Niniejszym ogłaszam, że trwający dwa miesiące akwarelkowy artblock zdechł był dziś w godzinach popołudniowych. Yay, yay, po trzykroć yay!
A jeszcze na dodatek artblock zdechł pod wpływem fanartu (a trzeba Wam wiedzieć, że generalnie jestem beznadziejna w rysowaniu fanartów...), więc już w ogóle cieszmy się i radujmy, i te sprawy.

Z informacji bonusowych: zmieniłam lej na taki z dużą czcionką. No duża jest, no.

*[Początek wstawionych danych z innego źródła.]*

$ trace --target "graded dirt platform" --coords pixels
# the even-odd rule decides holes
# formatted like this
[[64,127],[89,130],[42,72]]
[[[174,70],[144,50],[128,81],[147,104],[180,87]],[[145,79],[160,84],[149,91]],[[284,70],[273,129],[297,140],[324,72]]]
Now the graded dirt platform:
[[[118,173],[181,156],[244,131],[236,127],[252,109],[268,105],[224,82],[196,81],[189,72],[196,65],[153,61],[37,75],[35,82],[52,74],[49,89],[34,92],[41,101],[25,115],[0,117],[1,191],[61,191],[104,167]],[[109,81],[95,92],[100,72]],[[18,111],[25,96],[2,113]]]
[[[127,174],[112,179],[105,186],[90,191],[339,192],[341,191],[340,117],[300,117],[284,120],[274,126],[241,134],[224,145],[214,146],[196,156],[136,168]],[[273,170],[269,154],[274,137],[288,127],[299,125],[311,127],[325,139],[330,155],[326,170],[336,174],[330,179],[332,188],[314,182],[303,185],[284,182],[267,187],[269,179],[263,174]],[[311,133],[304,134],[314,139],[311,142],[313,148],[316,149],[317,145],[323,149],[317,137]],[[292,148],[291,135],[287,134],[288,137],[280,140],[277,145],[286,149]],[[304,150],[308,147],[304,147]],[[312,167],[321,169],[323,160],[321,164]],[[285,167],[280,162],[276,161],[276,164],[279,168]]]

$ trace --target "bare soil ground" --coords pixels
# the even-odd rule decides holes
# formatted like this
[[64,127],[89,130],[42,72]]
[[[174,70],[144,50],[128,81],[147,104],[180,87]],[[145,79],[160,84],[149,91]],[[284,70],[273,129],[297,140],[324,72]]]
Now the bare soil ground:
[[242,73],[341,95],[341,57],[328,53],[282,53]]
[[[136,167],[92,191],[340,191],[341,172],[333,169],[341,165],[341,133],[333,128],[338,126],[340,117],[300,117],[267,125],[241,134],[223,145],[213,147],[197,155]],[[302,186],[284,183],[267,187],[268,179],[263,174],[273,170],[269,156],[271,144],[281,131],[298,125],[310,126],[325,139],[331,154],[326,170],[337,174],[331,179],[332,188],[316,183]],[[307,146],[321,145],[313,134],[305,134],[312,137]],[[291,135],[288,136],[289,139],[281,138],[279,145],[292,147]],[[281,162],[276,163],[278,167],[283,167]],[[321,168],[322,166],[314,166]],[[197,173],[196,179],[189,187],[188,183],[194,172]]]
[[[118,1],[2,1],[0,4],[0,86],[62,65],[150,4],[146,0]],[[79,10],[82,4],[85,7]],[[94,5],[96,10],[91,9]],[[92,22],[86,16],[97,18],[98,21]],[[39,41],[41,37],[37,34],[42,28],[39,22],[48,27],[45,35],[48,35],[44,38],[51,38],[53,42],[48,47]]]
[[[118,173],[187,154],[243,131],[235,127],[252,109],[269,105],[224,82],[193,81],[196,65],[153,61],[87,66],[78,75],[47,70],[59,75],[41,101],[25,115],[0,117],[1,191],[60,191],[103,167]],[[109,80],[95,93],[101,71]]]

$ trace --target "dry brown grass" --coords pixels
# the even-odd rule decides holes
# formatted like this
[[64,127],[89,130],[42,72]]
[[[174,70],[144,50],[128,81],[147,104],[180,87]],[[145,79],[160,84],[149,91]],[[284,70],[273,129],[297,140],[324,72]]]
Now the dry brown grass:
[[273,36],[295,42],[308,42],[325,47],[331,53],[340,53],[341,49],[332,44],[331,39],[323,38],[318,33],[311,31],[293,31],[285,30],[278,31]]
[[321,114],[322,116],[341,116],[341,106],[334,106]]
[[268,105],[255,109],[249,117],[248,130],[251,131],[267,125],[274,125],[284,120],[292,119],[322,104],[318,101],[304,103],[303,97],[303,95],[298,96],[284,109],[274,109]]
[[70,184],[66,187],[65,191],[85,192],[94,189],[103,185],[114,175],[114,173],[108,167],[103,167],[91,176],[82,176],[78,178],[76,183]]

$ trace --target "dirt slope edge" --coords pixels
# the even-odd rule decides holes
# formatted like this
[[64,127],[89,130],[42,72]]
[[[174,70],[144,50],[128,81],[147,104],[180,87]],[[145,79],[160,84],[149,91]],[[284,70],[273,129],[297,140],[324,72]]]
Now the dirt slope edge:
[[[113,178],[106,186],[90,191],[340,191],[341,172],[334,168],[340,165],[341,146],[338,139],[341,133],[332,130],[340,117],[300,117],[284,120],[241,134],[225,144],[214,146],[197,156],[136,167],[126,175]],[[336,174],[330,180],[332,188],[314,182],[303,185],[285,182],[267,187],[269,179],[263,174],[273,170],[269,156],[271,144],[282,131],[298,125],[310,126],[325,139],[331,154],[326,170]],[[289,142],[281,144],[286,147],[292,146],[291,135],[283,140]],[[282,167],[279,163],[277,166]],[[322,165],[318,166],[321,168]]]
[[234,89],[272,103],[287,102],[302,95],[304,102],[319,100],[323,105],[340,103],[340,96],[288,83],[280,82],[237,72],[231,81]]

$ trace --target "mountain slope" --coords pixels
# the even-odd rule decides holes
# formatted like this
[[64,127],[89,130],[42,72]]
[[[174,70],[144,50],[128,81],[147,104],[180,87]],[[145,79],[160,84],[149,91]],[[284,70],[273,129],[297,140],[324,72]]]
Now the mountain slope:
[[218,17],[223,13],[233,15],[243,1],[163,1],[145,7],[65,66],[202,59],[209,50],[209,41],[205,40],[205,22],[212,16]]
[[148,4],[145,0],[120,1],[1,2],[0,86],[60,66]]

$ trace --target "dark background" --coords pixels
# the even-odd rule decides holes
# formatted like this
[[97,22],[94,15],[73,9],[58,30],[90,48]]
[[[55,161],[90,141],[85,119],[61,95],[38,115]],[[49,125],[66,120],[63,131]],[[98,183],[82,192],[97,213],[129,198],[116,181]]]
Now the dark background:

A bita śmietana jest złem, bo się nie ubija i psuje mi ciasto z bitą śmietaną (chociaż nie udało mi się osiągnąć mistrzostwa upupa-epops i nie zrobiłam słodkiego masła. Ale myślę, że jestem na dobrej drodze ;)

I w ogóle chciałam powiedzieć wszystkim fankom Merlina, że trollica* z trailera nr 3 spotkała się z zachwytem ze strony Marchewkowego Pola (tj. mojej i Małej Marchwi), a także znajomej Trollicy. Jeżeli trollica będzie miała dużo czasu antenowego, to może ja to nawet obejrzę?

A na koniec nieśmieszna anegdota. Otóż. Oglądamy (w ramach akcji "Oldskulowe Disneye też chcą być kochane") z Małą Marchwią Królewnę Śnieżkę Disneya. I nie możemy zdzierżyć, takie to rozkoszne, ale jesteśmy twarde, oglądamy w milczeniu nabożnym i dochodzimy do sceny ze Śnieżką kicającą w lesie wśród sarenek. A wtedy Mała nie dała już rady:
MM: Zjadłabym taką sarnę.
M: Błagam cię, milcz.
MM: Albo takiego szopa z ogniska. Pychota!
Na tym skończyło się oglądanie, albowiem umarłyśmy i Mama znowu musiała zostać domowym nekromantą.

Ech. Świat jest eldżejem.

_______
*Si, si, samica trolla nazywa się huldra, ale trollica fajniej brzmi w tym kontekście. Poza tym ta w trailerze nie miała krowiego ogona.